1) Whether a notice of tax payment was served

An administrative act requiring notification to the other party is effective only when it is objectively viewed and given to the other party under the condition that the other party can use both sides. The arrival as an effective requirement of an administrative disposition is not necessary to the other party in reality and it is sufficient that the other party can use both sides (see, e.g., Supreme Court Decision 88Nu940, Jan. 31, 1989). In addition, according to Article 8(1) of the Framework Act on National Taxes (amended by Act No. 6782, Dec. 18, 2012), the document under the tax law provides that the document shall be served on the domicile, residence, place of business or office of the nominal party. Here, the address refers to a place that serves as a basis for life in principle, but it includes the temporary domicile under Article 21 of the Civil Act or the registered domicile of the other party according to his/her intention, barring any special circumstances, such as the delivery of the registered mail to the addressee at the time of delivery (see, e.g., Supreme Court Decision 198Du168.).

Based on the above legal principles, it is reasonable to view that the first tax notice was sent around March 2001 and was legitimately delivered to the Plaintiff around that time, comprehensively taking account of the following circumstances acknowledged by comprehensively taking account of the respective descriptions of evidence Nos. 1, 7, and 8 and the purport of the entire pleadings as to the instant case.

① On March 2, 1998, the Plaintiff filed a move-in report on each resident registration with JG H-dong 5-51, JJJ-dong 442-15, on September 15, 1998, and DD 376-8, on November 15, 2000. On June 26, 200, the Plaintiff filed a move-in report with LL-dong 767-1, on November 26, 2003.

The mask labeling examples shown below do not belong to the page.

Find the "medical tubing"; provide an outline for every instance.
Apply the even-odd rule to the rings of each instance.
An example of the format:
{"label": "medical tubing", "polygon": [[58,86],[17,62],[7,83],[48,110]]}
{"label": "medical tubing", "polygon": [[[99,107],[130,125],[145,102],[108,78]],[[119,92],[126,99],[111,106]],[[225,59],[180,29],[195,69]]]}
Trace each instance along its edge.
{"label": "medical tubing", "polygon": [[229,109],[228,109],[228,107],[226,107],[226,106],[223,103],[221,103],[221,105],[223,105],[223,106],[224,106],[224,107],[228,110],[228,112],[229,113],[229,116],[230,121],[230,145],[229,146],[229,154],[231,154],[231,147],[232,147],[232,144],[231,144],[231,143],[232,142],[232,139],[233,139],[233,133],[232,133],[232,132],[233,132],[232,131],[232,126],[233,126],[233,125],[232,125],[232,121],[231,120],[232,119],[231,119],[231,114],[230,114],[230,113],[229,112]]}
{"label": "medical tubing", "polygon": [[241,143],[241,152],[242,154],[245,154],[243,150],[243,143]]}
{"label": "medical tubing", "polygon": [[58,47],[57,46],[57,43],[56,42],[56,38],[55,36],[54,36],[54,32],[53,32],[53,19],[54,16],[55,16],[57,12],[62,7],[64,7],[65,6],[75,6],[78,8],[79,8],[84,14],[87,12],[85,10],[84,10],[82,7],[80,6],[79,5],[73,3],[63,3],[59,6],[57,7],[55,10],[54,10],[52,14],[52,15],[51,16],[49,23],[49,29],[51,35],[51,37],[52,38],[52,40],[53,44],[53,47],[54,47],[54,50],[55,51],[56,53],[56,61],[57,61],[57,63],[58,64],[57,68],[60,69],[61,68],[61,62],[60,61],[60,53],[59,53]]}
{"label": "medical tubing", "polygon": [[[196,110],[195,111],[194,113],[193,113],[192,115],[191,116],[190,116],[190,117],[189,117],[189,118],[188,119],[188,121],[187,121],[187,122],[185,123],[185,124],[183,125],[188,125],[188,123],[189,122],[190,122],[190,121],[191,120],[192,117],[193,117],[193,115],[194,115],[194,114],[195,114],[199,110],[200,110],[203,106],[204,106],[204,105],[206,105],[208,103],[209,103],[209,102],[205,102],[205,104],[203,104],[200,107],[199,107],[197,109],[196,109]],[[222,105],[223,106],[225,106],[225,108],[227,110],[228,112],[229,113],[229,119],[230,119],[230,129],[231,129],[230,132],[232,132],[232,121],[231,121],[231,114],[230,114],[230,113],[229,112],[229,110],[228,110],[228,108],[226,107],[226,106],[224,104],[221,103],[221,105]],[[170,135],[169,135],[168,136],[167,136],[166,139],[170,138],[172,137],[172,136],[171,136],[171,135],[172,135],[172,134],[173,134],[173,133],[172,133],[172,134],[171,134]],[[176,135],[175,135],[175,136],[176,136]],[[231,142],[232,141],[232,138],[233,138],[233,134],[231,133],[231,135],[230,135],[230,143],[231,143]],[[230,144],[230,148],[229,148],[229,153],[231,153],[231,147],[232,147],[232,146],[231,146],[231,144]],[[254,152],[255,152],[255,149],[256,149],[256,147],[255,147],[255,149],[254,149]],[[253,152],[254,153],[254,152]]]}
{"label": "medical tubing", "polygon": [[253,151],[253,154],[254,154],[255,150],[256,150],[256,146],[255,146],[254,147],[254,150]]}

② On March 2001, the Defendant appears to have sent each of the instant tax payment notices to the Plaintiff as the place where the Plaintiff’s domicile was served to the place where the Plaintiff’s domicile was served by registered mail, and there was no confirmation to deem that the return or other impossible delivery was later processed

③ Although the Plaintiff resided in Gangwon-do, which is not the place of resident registration, the Plaintiff is not specifically identified in the place where the Plaintiff actually resided, and the Plaintiff’s certificate of deposits without passbook or detailed statement of deposit transactions, etc. submitted by the Plaintiff cannot be sufficient data to verify the

④ As alleged by the Plaintiff, if the Plaintiff resided in Gangwon-do since the mid-1990s, it would be easy for the Plaintiff to move his/her registered domicile to Seoul orCC from the date of 1998 to 2003, apart from his/her family members.

⑤ Since the number of real estate owned by the Plaintiff was put up for auction at a similar time, it seems that the Plaintiff could have anticipated that taxes will be imposed upon changes in ownership of real estate.

2) Whether a notice of tax payment was served

Article 11(1) of the former Framework Act on National Taxes (amended by Act No. 11604, Jan. 1, 2013) provides for cases where an address or a place of business is located overseas and it is impracticable to serve documents under tax law, such as a tax notice, by public notice (Article 11(1)), or where the address or place of business is not clearly identified (Article 11(1)2).

According to the purport of the written evidence No. 1, No. 1, and No. 1 and all pleadings, the second tax notice was sent to the Plaintiff on January 3, 201, but was returned on the ground that the address was unknown on January 10, 2011, and the Defendant returned on the same ground and served on January 13, 201 and January 18, 201 thereafter, and the second tax notice was sent by public notice. Thus, the Defendant’s second tax notice by public notice is lawful, and therefore, it is reasonable to deem that the second tax notice by public notice by public notice was effective at the expiration of 14 days after January 20, 201.

3) Sub-determination

Therefore, since each tax notice of this case is judged to have been lawfully served on the Plaintiff, the Plaintiff’s assertion that each tax notice of this case was not served on the Plaintiff is groundless.

3. Conclusion

Thus, the plaintiff's claim of this case is dismissed as it is without merit.